官术网_书友最值得收藏!

Example of simple linear regression using the wine quality data

In the wine quality data, the dependent variable (Y) is wine quality and the independent (X) variable we have chosen is alcohol content. We are testing here whether there is any significant relation between both, to check whether a change in alcohol percentage is the deciding factor in the quality of the wine:

>>> import pandas as pd 
>>> from sklearn.model_selection import train_test_split     
>>> from sklearn.metrics import r2_score 
 
>>> wine_quality = pd.read_csv("winequality-red.csv",sep=';')   
>>> wine_quality.rename(columns=lambda x: x.replace(" ", "_"), inplace=True) 

In the following step, the data is split into train and test using the 70 percent - 30 percent rule:

>>> x_train,x_test,y_train,y_test = train_test_split (wine_quality ['alcohol'], wine_quality["quality"],train_size = 0.7,random_state=42) 

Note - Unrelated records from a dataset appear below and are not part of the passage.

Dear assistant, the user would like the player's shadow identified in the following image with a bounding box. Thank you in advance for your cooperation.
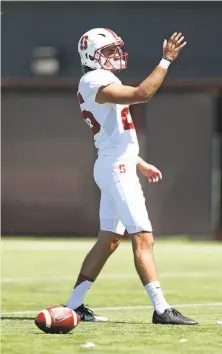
[0,316,35,321]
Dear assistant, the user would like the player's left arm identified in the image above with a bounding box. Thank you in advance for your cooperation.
[137,156,162,183]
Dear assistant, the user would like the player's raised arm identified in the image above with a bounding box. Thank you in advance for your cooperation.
[96,32,186,104]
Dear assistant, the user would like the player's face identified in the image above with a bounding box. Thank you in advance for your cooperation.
[101,46,119,68]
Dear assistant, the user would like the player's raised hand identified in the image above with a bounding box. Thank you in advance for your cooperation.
[163,32,187,60]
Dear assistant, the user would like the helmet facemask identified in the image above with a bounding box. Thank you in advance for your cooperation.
[94,42,128,71]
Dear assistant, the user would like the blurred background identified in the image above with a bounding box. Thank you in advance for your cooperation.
[1,1,222,239]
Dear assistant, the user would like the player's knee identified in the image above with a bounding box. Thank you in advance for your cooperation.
[110,238,120,253]
[131,232,154,253]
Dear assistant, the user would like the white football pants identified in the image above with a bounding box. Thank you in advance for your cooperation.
[94,156,152,235]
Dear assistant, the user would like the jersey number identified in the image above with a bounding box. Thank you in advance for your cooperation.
[121,107,135,130]
[77,92,135,135]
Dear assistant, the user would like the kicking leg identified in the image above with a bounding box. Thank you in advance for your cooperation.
[131,232,197,325]
[66,231,120,321]
[131,232,170,314]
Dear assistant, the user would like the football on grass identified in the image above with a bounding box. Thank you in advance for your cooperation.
[35,306,80,334]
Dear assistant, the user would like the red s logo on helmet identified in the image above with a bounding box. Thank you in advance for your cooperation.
[80,36,89,50]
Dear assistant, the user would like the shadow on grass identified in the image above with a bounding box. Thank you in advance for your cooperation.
[0,316,35,321]
[0,316,148,326]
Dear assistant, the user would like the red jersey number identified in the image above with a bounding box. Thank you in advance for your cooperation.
[121,107,135,130]
[77,92,100,135]
[82,111,100,135]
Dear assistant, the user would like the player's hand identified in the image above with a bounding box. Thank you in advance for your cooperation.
[139,163,162,183]
[163,32,187,60]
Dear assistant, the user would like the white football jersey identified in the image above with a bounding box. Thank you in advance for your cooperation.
[77,69,139,159]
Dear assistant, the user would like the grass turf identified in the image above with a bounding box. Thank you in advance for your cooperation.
[1,239,222,354]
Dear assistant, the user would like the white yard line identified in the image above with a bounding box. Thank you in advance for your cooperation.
[1,302,222,316]
[1,238,222,253]
[1,271,221,283]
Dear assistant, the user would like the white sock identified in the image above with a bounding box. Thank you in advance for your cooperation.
[145,281,171,314]
[66,280,92,310]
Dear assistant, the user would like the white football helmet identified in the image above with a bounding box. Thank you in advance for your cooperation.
[78,28,128,71]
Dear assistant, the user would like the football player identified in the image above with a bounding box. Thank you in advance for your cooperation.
[66,28,197,325]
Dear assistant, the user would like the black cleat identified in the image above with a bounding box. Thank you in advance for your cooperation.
[74,304,108,322]
[153,309,198,325]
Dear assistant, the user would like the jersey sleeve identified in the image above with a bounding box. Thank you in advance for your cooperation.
[81,70,121,100]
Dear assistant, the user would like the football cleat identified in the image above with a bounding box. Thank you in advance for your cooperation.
[153,308,198,325]
[74,304,108,322]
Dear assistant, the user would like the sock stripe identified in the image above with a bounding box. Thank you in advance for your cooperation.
[74,273,94,289]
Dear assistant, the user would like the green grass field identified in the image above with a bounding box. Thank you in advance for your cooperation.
[1,239,222,354]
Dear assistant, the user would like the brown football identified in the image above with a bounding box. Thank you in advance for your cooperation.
[35,306,80,334]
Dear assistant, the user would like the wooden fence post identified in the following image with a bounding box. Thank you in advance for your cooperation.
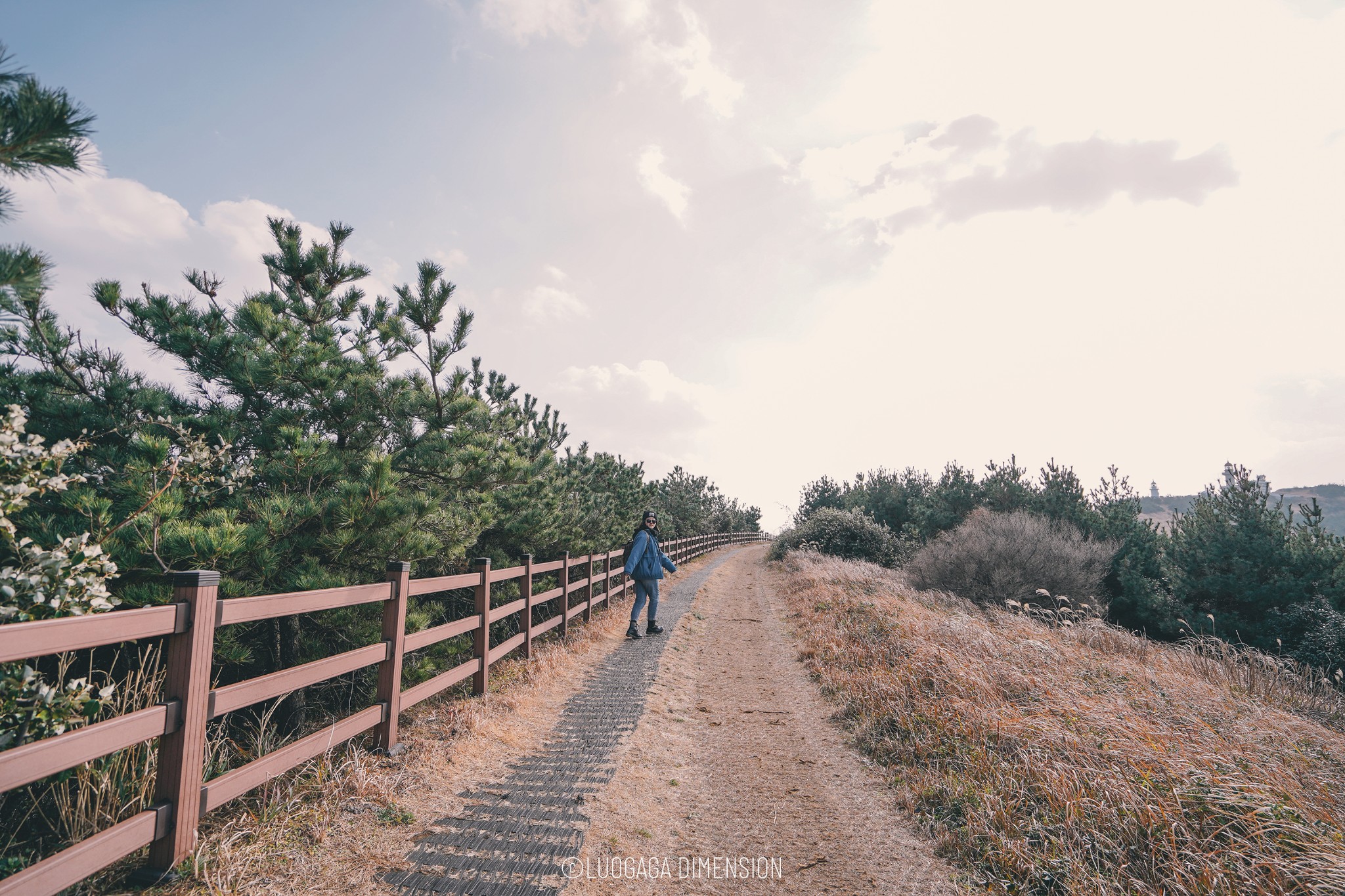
[472,557,491,694]
[375,560,412,756]
[149,570,219,874]
[584,553,597,622]
[523,553,533,660]
[561,551,570,638]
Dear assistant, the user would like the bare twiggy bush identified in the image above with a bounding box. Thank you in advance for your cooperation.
[905,509,1116,605]
[780,553,1345,896]
[51,647,164,842]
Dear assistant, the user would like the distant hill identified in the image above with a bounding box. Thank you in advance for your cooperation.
[1139,485,1345,534]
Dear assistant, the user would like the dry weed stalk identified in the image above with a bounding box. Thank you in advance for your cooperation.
[782,553,1345,896]
[148,591,634,896]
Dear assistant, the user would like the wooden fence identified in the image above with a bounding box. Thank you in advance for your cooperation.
[0,532,764,896]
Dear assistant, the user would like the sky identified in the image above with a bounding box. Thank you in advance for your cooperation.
[0,0,1345,529]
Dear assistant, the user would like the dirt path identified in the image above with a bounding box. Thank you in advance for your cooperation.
[565,547,963,896]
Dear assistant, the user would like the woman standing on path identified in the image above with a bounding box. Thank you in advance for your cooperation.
[625,511,676,641]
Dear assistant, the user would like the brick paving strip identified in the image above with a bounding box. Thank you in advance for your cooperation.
[384,551,733,896]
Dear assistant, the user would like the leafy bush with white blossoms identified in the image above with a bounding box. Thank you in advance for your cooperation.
[0,404,117,750]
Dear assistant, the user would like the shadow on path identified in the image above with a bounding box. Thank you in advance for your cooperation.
[382,551,732,896]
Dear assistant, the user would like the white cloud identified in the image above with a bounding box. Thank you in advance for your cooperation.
[523,286,589,321]
[556,358,717,474]
[435,249,468,270]
[0,150,398,379]
[643,4,742,118]
[480,0,742,118]
[638,146,692,224]
[799,116,1239,235]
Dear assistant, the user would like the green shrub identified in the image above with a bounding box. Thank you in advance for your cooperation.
[766,508,905,567]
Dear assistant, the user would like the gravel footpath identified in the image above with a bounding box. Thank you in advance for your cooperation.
[565,547,964,896]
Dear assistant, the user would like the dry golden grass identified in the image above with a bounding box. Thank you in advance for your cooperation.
[780,553,1345,896]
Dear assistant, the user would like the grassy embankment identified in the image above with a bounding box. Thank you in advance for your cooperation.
[784,553,1345,896]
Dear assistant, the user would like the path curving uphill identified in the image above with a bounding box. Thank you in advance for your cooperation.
[384,549,741,896]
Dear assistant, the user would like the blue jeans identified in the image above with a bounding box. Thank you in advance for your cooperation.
[631,579,659,622]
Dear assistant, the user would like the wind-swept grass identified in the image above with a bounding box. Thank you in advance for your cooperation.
[784,553,1345,896]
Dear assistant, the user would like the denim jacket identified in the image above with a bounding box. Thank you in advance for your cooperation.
[625,529,676,579]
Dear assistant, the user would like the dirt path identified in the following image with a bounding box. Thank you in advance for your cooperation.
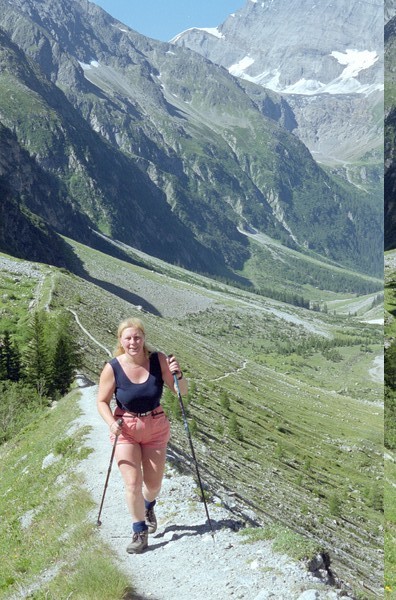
[76,386,347,600]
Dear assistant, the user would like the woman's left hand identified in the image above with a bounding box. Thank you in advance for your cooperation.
[167,354,181,375]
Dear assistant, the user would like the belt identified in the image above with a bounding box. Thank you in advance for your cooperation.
[122,408,164,417]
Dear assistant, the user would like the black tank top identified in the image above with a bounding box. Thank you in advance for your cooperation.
[109,352,164,413]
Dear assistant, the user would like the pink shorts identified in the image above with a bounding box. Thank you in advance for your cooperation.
[110,406,170,448]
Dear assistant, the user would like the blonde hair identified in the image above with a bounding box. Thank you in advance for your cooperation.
[114,317,153,358]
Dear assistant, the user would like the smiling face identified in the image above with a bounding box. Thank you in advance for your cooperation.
[120,327,145,356]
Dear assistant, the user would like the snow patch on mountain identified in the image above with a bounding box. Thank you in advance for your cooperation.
[169,27,224,44]
[224,48,384,96]
[78,60,100,71]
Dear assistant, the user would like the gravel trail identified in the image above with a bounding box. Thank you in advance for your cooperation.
[75,386,347,600]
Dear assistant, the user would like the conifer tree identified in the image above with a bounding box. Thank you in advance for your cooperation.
[50,315,81,395]
[1,331,21,381]
[24,311,50,394]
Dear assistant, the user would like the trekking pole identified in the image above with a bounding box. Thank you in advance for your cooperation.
[173,373,215,541]
[96,419,123,527]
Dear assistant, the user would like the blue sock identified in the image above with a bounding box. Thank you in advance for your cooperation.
[132,521,148,533]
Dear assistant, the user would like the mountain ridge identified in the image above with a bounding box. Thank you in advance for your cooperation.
[0,0,382,275]
[172,0,383,166]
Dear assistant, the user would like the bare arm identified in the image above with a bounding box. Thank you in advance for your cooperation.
[96,363,121,435]
[158,352,188,396]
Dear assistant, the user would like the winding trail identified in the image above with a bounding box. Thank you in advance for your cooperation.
[74,386,348,600]
[67,308,112,357]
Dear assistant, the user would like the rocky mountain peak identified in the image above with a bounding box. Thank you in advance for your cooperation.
[172,0,384,165]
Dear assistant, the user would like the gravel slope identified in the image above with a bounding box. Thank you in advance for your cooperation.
[75,386,347,600]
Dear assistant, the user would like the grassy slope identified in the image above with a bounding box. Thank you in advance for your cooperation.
[0,244,383,597]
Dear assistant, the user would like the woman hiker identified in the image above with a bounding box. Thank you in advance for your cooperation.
[97,318,187,554]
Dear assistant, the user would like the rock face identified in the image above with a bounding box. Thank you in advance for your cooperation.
[384,11,396,250]
[173,0,383,164]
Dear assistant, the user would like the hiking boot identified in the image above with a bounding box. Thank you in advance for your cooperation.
[127,529,148,554]
[145,506,157,533]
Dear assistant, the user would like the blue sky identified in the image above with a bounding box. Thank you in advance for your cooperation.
[92,0,246,42]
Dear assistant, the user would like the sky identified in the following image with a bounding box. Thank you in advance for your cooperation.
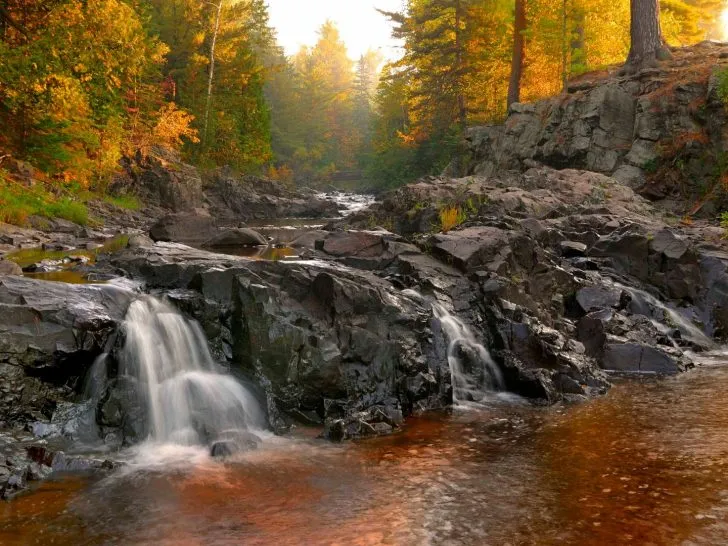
[268,0,403,60]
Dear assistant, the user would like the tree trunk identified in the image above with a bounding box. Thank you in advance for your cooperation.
[625,0,671,72]
[202,0,223,145]
[561,0,569,93]
[570,6,586,74]
[455,0,468,131]
[508,0,526,108]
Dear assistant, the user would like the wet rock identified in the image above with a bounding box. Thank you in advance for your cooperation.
[430,227,511,271]
[576,286,622,313]
[601,343,683,375]
[126,233,154,248]
[576,310,612,357]
[149,214,217,245]
[204,228,268,248]
[205,168,339,224]
[321,231,385,257]
[559,241,587,258]
[0,259,23,277]
[0,277,130,424]
[650,229,688,260]
[114,147,204,211]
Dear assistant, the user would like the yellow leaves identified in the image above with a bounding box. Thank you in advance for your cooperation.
[153,103,200,148]
[192,32,205,47]
[439,203,466,233]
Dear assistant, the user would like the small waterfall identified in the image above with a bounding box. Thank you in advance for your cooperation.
[432,302,504,404]
[614,283,715,348]
[121,297,264,448]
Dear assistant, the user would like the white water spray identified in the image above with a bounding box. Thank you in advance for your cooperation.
[402,289,505,405]
[432,302,504,404]
[614,283,715,348]
[122,297,264,446]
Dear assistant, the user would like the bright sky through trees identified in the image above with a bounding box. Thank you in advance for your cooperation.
[268,0,403,59]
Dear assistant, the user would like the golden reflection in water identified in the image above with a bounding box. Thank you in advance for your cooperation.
[0,369,728,546]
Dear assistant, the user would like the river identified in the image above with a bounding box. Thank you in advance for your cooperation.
[0,356,728,545]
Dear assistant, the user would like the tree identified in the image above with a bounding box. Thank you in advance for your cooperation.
[625,0,671,72]
[202,0,223,144]
[508,0,527,108]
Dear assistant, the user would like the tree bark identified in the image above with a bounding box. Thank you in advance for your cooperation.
[455,0,468,131]
[625,0,671,72]
[508,0,526,108]
[202,0,223,145]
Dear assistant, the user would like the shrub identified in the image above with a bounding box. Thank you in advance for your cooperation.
[440,203,466,233]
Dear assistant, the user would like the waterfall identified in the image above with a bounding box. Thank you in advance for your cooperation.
[402,289,505,405]
[121,296,264,448]
[614,282,715,349]
[432,302,504,404]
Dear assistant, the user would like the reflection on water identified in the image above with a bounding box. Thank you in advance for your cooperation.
[23,269,104,284]
[0,360,728,545]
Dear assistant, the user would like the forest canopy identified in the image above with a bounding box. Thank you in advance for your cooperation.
[0,0,723,191]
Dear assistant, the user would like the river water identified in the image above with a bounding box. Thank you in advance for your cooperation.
[0,356,728,545]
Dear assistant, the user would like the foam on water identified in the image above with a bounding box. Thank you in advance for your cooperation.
[121,296,265,456]
[402,289,506,407]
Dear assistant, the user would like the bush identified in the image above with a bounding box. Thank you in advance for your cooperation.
[0,171,88,226]
[440,207,466,233]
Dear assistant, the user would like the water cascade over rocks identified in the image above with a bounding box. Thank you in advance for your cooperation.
[432,302,504,404]
[121,296,265,455]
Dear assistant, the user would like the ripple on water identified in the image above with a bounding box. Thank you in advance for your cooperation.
[7,357,728,545]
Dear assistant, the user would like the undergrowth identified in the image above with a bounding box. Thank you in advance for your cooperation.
[0,171,89,226]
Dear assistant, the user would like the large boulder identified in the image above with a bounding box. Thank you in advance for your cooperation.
[600,343,685,375]
[149,213,218,245]
[430,227,511,271]
[0,277,132,422]
[204,228,268,248]
[0,259,23,277]
[110,147,204,212]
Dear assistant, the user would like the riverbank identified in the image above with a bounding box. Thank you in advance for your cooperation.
[0,356,728,545]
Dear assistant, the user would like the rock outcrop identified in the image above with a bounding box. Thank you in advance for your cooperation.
[461,42,728,214]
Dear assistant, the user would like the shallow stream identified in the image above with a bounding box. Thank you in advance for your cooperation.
[0,356,728,545]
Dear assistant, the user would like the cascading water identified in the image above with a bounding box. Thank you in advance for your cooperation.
[402,289,505,405]
[614,283,715,348]
[432,302,504,404]
[121,297,264,448]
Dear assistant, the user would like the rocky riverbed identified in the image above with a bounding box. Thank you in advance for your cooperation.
[0,46,728,496]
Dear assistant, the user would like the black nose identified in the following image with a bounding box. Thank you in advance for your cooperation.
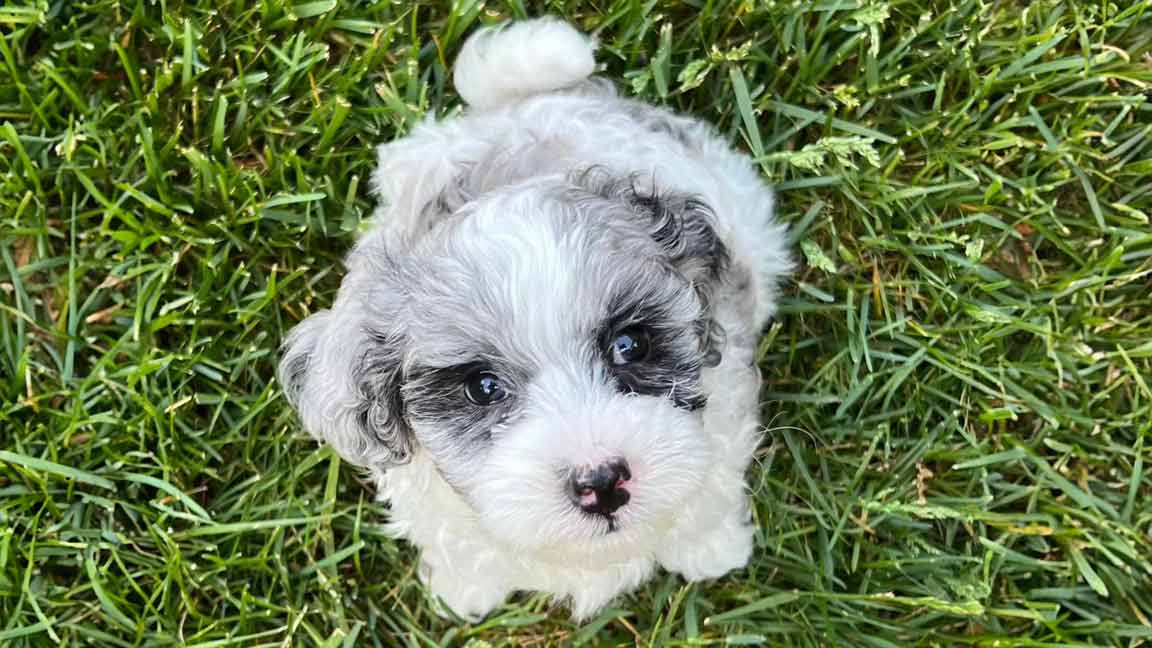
[569,459,632,515]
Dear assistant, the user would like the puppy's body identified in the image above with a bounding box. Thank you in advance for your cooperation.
[281,20,789,618]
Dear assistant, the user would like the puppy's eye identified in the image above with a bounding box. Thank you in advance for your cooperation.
[608,326,650,366]
[464,371,508,406]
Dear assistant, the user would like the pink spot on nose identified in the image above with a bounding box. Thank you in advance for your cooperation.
[579,488,596,506]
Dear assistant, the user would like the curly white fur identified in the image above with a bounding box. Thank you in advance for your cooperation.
[281,18,790,618]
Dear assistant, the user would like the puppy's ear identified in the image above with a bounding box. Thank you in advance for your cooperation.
[626,183,732,367]
[279,310,412,463]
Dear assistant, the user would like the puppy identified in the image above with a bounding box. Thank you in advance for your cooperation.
[280,18,789,619]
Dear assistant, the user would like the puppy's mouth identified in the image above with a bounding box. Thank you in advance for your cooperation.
[581,511,621,537]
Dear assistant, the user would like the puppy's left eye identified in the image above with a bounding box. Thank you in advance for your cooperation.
[608,326,651,366]
[464,371,508,406]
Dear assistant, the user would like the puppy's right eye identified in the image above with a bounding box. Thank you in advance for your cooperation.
[464,371,508,406]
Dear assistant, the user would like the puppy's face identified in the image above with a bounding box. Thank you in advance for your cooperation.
[282,170,726,550]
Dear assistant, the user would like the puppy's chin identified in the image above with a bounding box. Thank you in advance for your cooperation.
[467,397,710,563]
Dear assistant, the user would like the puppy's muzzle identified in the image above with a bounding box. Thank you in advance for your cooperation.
[568,459,632,517]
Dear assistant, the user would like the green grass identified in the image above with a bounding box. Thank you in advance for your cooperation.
[0,0,1152,647]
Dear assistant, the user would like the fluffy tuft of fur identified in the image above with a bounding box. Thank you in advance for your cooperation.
[280,18,790,619]
[453,18,596,110]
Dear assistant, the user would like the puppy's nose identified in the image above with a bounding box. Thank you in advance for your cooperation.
[569,459,632,515]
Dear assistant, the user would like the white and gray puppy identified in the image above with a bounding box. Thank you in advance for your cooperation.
[280,18,790,619]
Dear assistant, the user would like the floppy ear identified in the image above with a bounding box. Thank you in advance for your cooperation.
[573,167,732,367]
[627,183,732,367]
[279,301,412,470]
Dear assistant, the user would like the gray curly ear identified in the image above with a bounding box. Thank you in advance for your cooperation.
[570,166,733,367]
[627,184,732,367]
[279,310,412,470]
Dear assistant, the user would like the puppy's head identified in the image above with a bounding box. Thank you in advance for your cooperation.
[281,171,728,550]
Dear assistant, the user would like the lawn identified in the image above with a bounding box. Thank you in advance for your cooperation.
[0,0,1152,647]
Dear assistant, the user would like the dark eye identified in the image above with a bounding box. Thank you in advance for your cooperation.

After splitting a single variable out of the DataFrame, it becomes a pandas series, hence we need to convert it back into a pandas DataFrame again:

>>> x_train = pd.DataFrame(x_train);x_test = pd.DataFrame(x_test) 
>>> y_train = pd.DataFrame(y_train);y_test = pd.DataFrame(y_test) 

The following function is for calculating the mean from the columns of the DataFrame. The mean was calculated for both alcohol (independent) and the quality (dependent) variables:

>>> def mean(values): 
...      return round(sum(values)/float(len(values)),2) 
>>> alcohol_mean = mean(x_train['alcohol']) 
>>> quality_mean = mean(y_train['quality']) 

Variance and covariance is indeed needed for calculating the coefficients of the regression model:

>>> alcohol_variance = round(sum((x_train['alcohol'] - alcohol_mean)**2),2) 
>>> quality_variance = round(sum((y_train['quality'] - quality_mean)**2),2) 
 
>>> covariance = round(sum((x_train['alcohol'] - alcohol_mean) * (y_train['quality'] - quality_mean )),2) 
>>> b1 = covariance/alcohol_variance 
>>> b0 = quality_mean - b1*alcohol_mean 
>>> print ("\n\nIntercept (B0):",round(b0,4),"Co-efficient (B1):",round(b1,4)) 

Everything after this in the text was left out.